On day 21 after BLM induction, the immunohistochemistry showed that, compared with the saline group mice, the lung tissues of BLM-induce mice showed progressive pulmonary fibrosis and alveolitis. The serum hydroxyproline increased, accompanied by increased expression of type I collagen (COL I) and Fibronectin in the lung tissue. These results indicated that the BLM-induced mouse lung fibrosis model has been successfully established. qPCR and Western blot were then used to measure BTNL9 and PLLP’s expression in the BLM-induced mouse model. The results showed that BTNL9 and PLLP’s mRNA expression significantly reduced in BLM-induced mice (Wilcoxon test, p< 0.05), and their protein expression also decreased in BLM-induced mice (Fig. 7, D-F).

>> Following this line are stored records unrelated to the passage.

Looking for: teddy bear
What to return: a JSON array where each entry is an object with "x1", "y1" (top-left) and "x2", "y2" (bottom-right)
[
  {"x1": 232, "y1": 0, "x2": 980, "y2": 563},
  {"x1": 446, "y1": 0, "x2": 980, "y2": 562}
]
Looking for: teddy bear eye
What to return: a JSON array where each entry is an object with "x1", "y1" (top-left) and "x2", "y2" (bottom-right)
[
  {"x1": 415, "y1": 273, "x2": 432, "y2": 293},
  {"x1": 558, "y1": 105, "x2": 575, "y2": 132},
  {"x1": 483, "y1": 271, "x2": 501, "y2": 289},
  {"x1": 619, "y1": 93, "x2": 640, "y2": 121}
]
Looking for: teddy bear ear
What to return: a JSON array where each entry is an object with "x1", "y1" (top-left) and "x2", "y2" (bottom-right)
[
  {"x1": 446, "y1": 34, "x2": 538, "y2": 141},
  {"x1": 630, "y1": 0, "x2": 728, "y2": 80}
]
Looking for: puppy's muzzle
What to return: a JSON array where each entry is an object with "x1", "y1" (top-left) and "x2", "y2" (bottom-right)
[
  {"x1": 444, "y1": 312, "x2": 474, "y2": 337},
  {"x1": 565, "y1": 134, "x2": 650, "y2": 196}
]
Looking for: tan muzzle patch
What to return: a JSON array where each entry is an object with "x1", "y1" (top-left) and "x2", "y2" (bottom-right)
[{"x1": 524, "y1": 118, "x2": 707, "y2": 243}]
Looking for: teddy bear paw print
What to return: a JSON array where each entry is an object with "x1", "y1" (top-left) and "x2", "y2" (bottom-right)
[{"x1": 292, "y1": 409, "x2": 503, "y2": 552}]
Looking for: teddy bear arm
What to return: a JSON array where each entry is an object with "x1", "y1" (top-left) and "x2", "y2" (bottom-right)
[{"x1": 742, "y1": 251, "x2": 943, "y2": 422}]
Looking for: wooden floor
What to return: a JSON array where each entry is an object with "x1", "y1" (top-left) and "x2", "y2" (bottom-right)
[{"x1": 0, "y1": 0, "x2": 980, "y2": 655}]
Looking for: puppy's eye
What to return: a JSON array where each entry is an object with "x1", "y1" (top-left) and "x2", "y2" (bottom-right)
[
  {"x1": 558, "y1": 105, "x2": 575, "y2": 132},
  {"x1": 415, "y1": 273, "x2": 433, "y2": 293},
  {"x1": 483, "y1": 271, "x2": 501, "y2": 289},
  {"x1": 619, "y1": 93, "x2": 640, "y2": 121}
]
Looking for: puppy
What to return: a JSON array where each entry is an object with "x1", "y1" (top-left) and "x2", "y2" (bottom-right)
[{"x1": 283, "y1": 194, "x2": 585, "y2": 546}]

Co-expression networks of BTNL9 and PLLP
The co-expression network demonstrates the promoted and inhibited gene sets associated with the expression of specific genes. The co-expression network of BTNL9 shows that its expression is associated with the promotion of endothelium establishment, vessel endothelium migration, and construction of cell-cell junction. BTNL9’s expression is associated with the inhibited pathways such as immune system activity, production of extracellular matrix, and cilium production (Fig. 8). The co-expression network of PLLP shows that its expression is associated with the promotion of endothelium development, cell membrane, and cell junction development. It is associated with the inhibited pathways such as abnormal respiratory function, immune system activity, and cilium production (Fig. 9).